Benedict calls for more effort to "safeguard God's creation"
Pope Benedict XVI has called for an alliance between human beings and the environment in order to safeguard God's creation.
Recalling the September 16 20th anniversay of the adoption of the Montreal Protocol concerning substances that damage the ozone layer and cause grave harm to human beings and to the ecosystem, the Holy Father said: "Over the last two decades," he added, "thanks to exemplary collaboration in the international community between politics, science and the economy, important results have been achieved with positive repercussions on present and future generations.

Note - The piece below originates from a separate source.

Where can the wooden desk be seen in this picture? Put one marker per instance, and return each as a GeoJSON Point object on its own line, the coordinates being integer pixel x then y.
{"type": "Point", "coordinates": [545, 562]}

"It is my hope," he concluded, "that cooperation may be intensified in order to promote the common good, development and the protection of creation, reinforcing the alliance between man and the environment, which must be a mirror of God's creative love, whence we come and towards which we are proceeding."
Benedict was speaking to the faithful gathered for his weekly Sunday blessing in the courtyard of the papal summer residence in Castel Gandolfo, in the hills south of Rome.
The comments came amid a spate of pro-enironement comments and actions from the Vatican. Benedict recently presided over a pro-environment youth rally in the central Italian shrine town of Loreto while the Vatican has installed photovoltaic cells on the roof of its main auditorium to convert sunlight into electricity and has joined a reforestation project aimed at offsetting its CO2 emissions.
The Montreal Protocol was adopted in 1987 following the 1985 discovery of the growing hole in the ozone layer over the Antarctic. Thinning in the ozone laye —largely due to the CFC chemical compounds leaked from refrigerators, air conditioners and other devices — exposes Earth to harmful solar rays.
The protocol calls for the reduction of the production and consumption of CFCs. It also calls on signatories to bar the export or import of CFC producing items to countries that have not signed or ratified the deal.